Mistaking loud applause for true legitimacy or trust creates unstable ground. “Any nation that mistakes applause for belief is standing on dangerously unstable ground. Applause is attractive. It is loud. It is visible. But it is not always truthful.” • Exposure ≠ Trust: High exposure to messages (e.g., government communication reaching ~70% of Nigerians) does not equal belief (~30% in some cases) or trust (government trust often 24–30%, despite overall national trust indices around 65%). Visibility is frequently mistaken for credibility. • Communication as Staging vs. Reflection: Modern communication often stages legitimacy (creating an illusion of support) rather than reflecting actual performance or truth. This leads to a “war” between perception (fleeting and manageable) and reputation (earned and resilient). • Listening and Feedback as Essential: Effective communication requires listening—feedback, interpretation, and action. Many institutions fail here by assuming audiences will accept messages uncritically. “Institutions must relearn the discipline of listening.” • Legitimacy from Performance, Not Presentation: True legitimacy and sustainable credibility arise from consistent performance and accountability, not theatrics or narrative control. “When truth is allowed to breathe, reputation aligns with reality.”

Accountability itself is the strongest form of communication.

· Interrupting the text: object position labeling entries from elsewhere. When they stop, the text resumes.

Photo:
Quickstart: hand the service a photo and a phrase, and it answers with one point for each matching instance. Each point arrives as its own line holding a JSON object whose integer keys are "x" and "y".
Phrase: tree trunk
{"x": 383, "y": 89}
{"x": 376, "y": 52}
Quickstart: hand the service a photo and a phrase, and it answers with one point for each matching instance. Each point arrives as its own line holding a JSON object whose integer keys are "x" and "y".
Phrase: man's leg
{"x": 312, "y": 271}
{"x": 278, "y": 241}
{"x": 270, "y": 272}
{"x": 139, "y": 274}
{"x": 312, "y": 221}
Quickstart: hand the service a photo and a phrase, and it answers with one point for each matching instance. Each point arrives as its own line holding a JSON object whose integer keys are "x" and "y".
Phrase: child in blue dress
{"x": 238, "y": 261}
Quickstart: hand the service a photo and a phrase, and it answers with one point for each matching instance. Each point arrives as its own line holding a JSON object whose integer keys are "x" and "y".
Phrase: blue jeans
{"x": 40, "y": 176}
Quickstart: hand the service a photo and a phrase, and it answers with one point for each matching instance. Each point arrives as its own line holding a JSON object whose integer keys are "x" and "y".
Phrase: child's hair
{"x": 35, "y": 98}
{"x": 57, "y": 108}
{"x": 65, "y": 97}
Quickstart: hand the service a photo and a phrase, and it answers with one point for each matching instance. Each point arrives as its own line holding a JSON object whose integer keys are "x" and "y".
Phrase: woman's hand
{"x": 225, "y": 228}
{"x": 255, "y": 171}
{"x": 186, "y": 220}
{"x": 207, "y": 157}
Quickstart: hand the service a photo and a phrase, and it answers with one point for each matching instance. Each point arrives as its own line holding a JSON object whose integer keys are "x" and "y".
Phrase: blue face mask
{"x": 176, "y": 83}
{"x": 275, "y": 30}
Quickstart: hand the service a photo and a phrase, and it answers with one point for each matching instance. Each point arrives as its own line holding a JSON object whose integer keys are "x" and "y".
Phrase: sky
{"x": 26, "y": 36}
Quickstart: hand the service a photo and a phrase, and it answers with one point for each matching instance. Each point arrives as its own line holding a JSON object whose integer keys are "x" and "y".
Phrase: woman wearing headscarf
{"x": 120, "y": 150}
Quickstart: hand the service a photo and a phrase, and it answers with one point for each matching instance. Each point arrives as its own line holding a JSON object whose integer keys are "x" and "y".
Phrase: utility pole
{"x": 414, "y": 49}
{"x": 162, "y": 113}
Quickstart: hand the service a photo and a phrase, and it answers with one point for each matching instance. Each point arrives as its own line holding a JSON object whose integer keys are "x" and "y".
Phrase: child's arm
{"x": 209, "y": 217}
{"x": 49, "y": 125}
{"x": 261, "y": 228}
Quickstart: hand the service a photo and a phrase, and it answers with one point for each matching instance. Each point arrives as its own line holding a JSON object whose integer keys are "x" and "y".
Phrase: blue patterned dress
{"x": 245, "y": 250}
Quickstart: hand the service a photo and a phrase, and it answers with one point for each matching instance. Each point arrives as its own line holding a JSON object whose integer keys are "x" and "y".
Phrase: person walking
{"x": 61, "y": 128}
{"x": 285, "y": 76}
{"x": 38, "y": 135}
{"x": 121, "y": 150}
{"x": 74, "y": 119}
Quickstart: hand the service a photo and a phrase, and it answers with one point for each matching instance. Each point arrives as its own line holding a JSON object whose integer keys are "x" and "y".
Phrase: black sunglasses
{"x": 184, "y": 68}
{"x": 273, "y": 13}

Dandaura also introduced the APLOS Index (sometimes called the Applause Index), a conceptual tool to measure the gap between perceived public approval (applause/perception) and actual trust (reputation).

This quantifies the disconnect in Nigeria’s communication landscape. Core Takeaway In Dandaura’s framework, Nigeria (and its leaders and institutions) faces a “reputation war” in which short-term perception management and applause-seeking undermine long-term trust. The solution lies in prioritising performance, truth, listening, and alignment between actions and communication—letting reputation emerge organically rather than forcing perception. He urges a shift away from “roadside critics” and applause-manufacture towards speaking the truth and building genuine credibility. These ideas align with broader work on Nigeria’s Reputation Perception Index and on reputation management in public relations and governance. The exact “seven laws” may be set out in the unpublished lecture text, as public reports emphasise overarching principles rather than a numbered list. For the most precise version, consult recordings or transcripts from the Nasarawa State University event or from Dandaura’s publications.